LONDON, June 25 (Reuters) - Peter Sutherland failed in his aim to keep a low profile as chairman of BP, a role he relinquishes at the end of 2009, but in arousing media interest he won plaudits for taking on a powerful chief executive.

BP said on Thursday that it had ended its long search for a replacement for Sutherland, appointing Ericsson CEO Carl-Henric Svanberg to the role.

Sutherland, 63, will end his reign as BP's longest-serving Chairman in December, having taken up the job in May 1997.

Previously, the Jesuit-educated barrister served as Ireland's Attorney General, a European Union Commissioner and Director-General of the World Trade Organisation (WTO). He has also been chairman of Goldman Sachs' overseas arm since 1995.

Sutherland believed corporate chairmen should stay out of the limelight, leaving the senior management to present and take credit for company strategy.

This proved unproblematic during the first nine years of his chairmanship, when BP's CEO John Browne was at the forefront of a round of mega-mergers in the oil industry.

Browne's foresight in snapping up rivals when crude prices hit $10/barrel, and his success in integrating them, led to him topping polls of Europe's most respected businesspeople.

Some blamed Sutherland for allowing Browne for becoming too dominant at BP and Sutherland himself conceded the CEO's profile "personalised leadership" at the oil giant.

However, when Browne attempted to extend his tenure beyond his 60th birthday - the traditional retirement age at BP -- Sutherland lived up his reputation, among friends and detractors alike, as a "bruiser", forcing Browne to name a date for his departure.

"He was robust at the right time. It was the right decision and he deserves credit for it," Ivor Pether, fund manager at Royal London Asset Management, said.
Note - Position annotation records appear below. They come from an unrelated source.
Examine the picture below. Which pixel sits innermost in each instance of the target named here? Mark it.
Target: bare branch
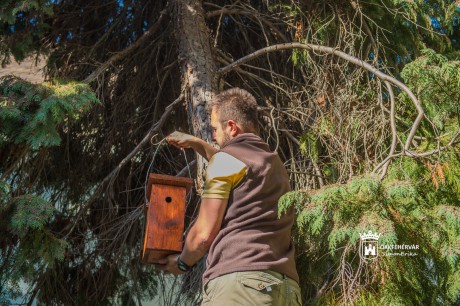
(120, 55)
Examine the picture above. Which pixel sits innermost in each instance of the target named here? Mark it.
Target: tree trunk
(198, 70)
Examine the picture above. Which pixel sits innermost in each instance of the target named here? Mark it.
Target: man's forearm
(203, 148)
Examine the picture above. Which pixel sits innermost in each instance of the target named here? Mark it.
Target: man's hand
(181, 140)
(169, 264)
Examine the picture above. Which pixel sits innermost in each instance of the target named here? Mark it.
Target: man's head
(233, 112)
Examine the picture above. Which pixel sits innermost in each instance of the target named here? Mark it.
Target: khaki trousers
(252, 288)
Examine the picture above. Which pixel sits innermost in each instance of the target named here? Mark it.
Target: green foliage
(32, 114)
(28, 245)
(436, 81)
(406, 208)
(31, 213)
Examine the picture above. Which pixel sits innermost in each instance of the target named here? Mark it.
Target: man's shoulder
(223, 164)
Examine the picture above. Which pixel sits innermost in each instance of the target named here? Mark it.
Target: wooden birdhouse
(165, 214)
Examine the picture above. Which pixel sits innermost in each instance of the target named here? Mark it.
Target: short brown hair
(238, 105)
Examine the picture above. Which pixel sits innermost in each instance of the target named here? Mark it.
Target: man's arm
(182, 140)
(204, 230)
(200, 236)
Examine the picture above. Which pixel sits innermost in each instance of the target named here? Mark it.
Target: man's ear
(234, 129)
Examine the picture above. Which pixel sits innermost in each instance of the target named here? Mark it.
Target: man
(250, 254)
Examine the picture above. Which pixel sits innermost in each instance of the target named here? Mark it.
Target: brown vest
(252, 237)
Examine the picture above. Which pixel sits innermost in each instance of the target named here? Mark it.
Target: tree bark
(198, 70)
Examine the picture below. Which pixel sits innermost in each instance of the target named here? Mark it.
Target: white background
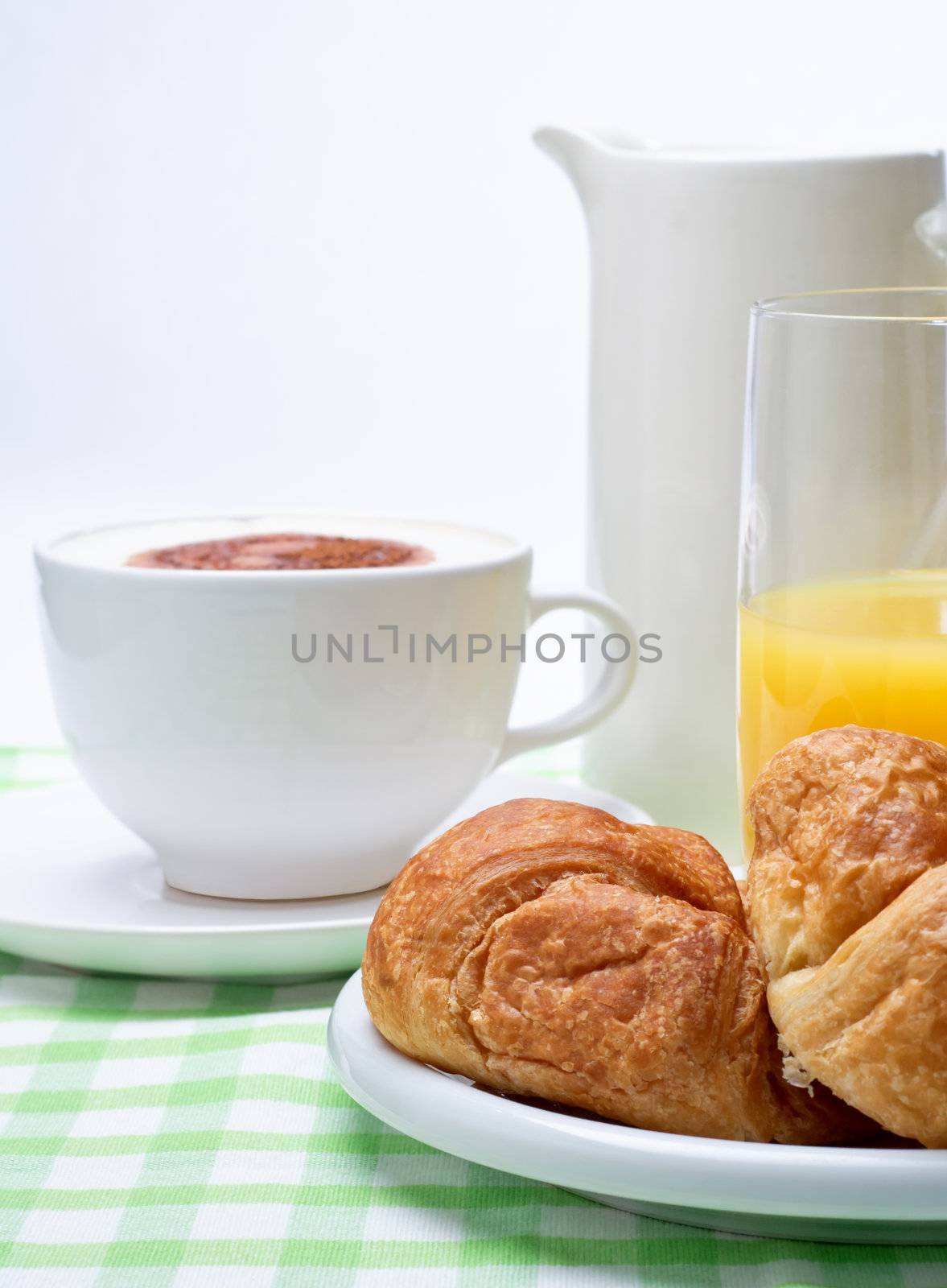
(264, 253)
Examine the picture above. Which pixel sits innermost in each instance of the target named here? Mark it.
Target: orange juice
(869, 650)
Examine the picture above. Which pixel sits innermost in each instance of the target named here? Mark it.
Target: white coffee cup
(195, 712)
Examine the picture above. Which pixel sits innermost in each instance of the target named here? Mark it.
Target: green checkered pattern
(186, 1135)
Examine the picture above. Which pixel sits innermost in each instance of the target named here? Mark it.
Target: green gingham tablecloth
(163, 1133)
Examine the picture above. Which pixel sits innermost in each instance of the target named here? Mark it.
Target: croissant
(549, 950)
(848, 907)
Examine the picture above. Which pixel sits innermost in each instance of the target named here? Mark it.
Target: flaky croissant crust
(848, 907)
(549, 950)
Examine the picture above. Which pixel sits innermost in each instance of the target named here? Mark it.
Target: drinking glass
(843, 549)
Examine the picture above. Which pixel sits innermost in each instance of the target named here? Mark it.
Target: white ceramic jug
(682, 242)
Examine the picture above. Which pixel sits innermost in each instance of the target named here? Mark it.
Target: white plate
(79, 889)
(842, 1195)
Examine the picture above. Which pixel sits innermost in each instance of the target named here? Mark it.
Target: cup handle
(613, 686)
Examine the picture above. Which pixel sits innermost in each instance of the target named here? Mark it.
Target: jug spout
(578, 152)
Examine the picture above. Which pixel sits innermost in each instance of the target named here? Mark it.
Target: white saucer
(79, 889)
(799, 1191)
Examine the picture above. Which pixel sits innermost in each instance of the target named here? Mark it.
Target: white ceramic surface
(867, 1195)
(79, 889)
(196, 708)
(682, 242)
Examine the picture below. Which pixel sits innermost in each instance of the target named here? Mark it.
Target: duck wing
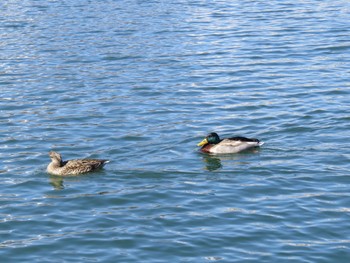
(243, 139)
(83, 165)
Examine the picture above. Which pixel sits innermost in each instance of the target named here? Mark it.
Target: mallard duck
(72, 167)
(213, 144)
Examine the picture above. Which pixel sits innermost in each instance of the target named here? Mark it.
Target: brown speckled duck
(72, 167)
(213, 144)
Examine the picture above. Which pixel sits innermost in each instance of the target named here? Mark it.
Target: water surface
(141, 83)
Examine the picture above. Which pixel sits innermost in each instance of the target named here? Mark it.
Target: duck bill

Sutherland showed a similar willingness to act as BP's big gun in 2008, when the London-based oil major had a battle with its oligarch partners in Russian oil company TNK-BP, over control of the joint venture.

Sutherland described the partners as corporate raiders and complained that the Kremlin was doing nothing to stop them.

The two sides later agreed a peace deal, though that did involve BP giving up management control.

"I only became a public face of BP when it became inevitable," Sutherland said in an interview with an internal BP magazine earlier this year.

VICTIM OF BANKING CRISIS

Sutherland became a victim of the global banking crisis in 2009 when the Royal Bank of Scotland, where he was a non-executive director since 2001, had to be rescued by the UK government.

The issue figured prominently at BP's AGM this year, where some investors called on Sutherland to step down over his failure to help avert RBS's collapse.

Sutherland comfortably won the vote for his reappointment -- which he only sought because BP had failed to find a successor for him -- but the criticism appeared to dent his confidence.

The Chairman was usually a popular presence at the shareholders reception after AGMs, chatting and joking for some time with small investors. However, this year he failed to attend.

Before being appointed Chairman, Sutherland was a BP board member from 1995 and also a director from 1990 to 1993, when he resigned to take the top job at the General Agreement on Tariffs and Trade (GATT), the precursor to the WTO.

Sutherland, who is also a financial adviser to the Vatican, remains Chairman of Goldman Sachs International and plans to remain involved in international affairs. He is a passionate advocate of globalisation and the European Union.

He has downplayed any desire to return to politics in Ireland, where one of the worst economic downturns in Europe has helped shatter many reputations at the top of business and politics.

Sutherland was awarded an honorary knighthood in 2004.